Before deep learning became popular, many studies focused on developing generalizable local feature models. For example, SIFT, SURF, and ORB are commonly used for image-matching tasks across various image domains. Moreover, Sparse Learnable Matching methods like SuperGlue use SuperPoint for detecting keypoint and utilize the attention mechanism to perform intra- and inter-image keypoint feature propagation. Another method, Dense image matching, learns the image descriptors and the matching module to perform matching on the entire input images pixel-wise.
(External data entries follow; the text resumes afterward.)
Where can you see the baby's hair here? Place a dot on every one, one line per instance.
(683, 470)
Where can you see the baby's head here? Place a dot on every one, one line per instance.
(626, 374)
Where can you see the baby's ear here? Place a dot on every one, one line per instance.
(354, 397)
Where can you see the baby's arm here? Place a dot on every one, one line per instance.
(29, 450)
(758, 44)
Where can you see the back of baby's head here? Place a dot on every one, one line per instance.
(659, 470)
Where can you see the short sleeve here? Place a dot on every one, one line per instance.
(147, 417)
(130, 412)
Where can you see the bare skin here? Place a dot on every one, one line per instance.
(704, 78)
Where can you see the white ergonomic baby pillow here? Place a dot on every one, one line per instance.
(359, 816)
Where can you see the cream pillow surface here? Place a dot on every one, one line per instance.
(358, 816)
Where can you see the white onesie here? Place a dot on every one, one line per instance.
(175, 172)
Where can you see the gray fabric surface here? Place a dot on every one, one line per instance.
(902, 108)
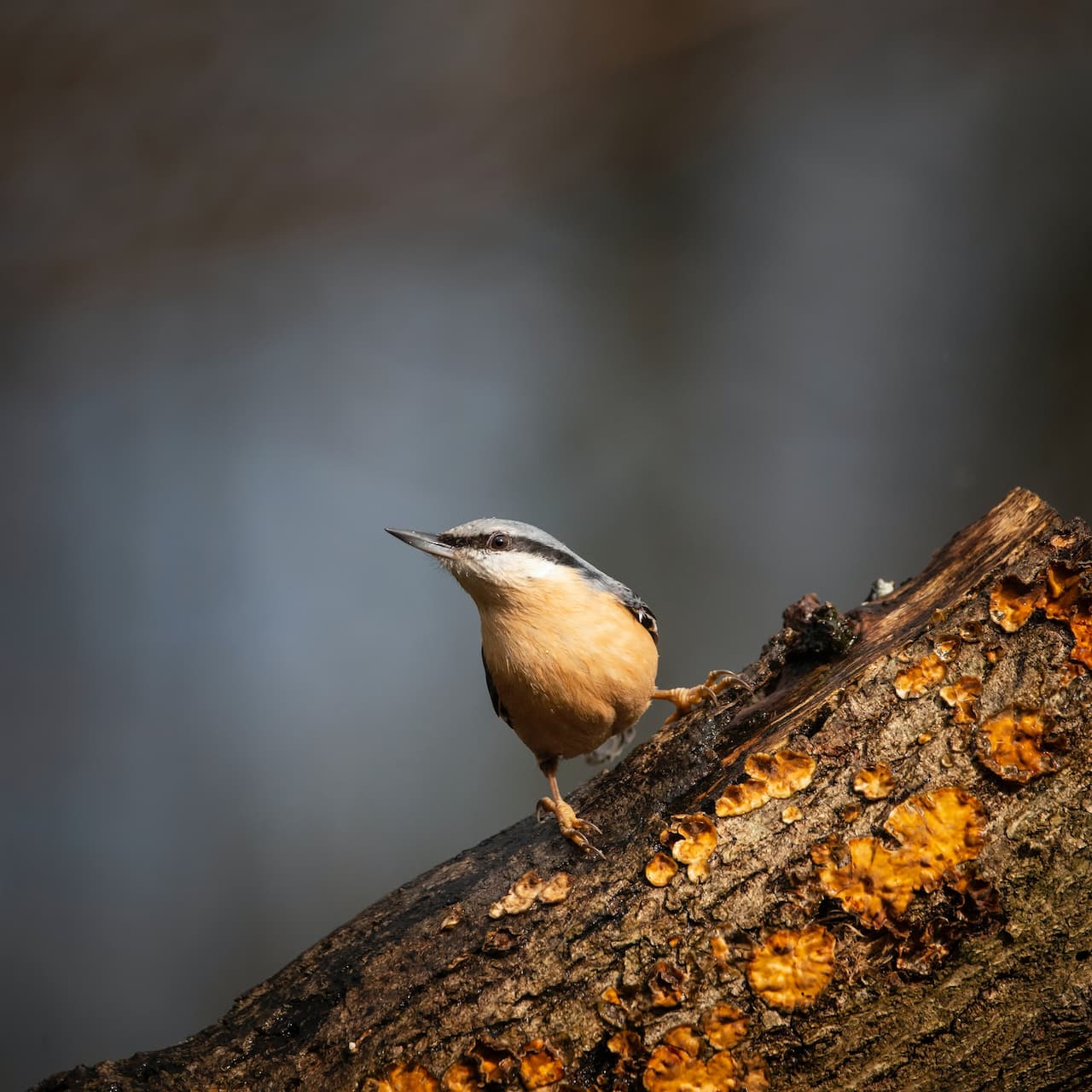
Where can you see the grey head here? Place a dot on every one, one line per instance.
(491, 556)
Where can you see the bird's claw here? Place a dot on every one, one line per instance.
(687, 699)
(570, 825)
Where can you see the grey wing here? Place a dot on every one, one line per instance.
(494, 697)
(643, 614)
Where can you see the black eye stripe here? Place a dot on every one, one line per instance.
(517, 544)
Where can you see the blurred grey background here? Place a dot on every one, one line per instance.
(741, 300)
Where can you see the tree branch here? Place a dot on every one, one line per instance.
(932, 921)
Researchers from the University of Texas at Austin, and Google Research proposed OmniGlue, the first learnable image matcher designed with generalization as a core principle. To enhance the generalization of matching layers, researchers introduced two techniques which are foundation model guidance and keypoint-position attention guidance. OmniGlue uses these two techniques for better generalization in the area of out-of-distribution, keeping the performance on the source domain unaffected. To develop the proposed method, the foundation model, DINO is used to guide the inter-image feature propagation process because of its good performance in the field of diverse images,
During the experimentation, researchers compared OmniGlue against (a) SIFT and SuperPoint which gives domain-agnostic local visual descriptors for key points along with the generation of matching results using nearest neighbor + ratio test (NN/ratio) and mutual nearest neighbor (MNN), (b) Sparse Matchers like SuperGlue which uses attention layers for intra- and inter-image keypoint information, and descriptors obtained from SuperPoint. SuperGlue is the best reference for OmniGlue and uses LightGlue to enhance its performance and speed, and (c) Semi-Dense Matchers like LoFTR and PDCNet are used for contextualizing the performance of sparse matching.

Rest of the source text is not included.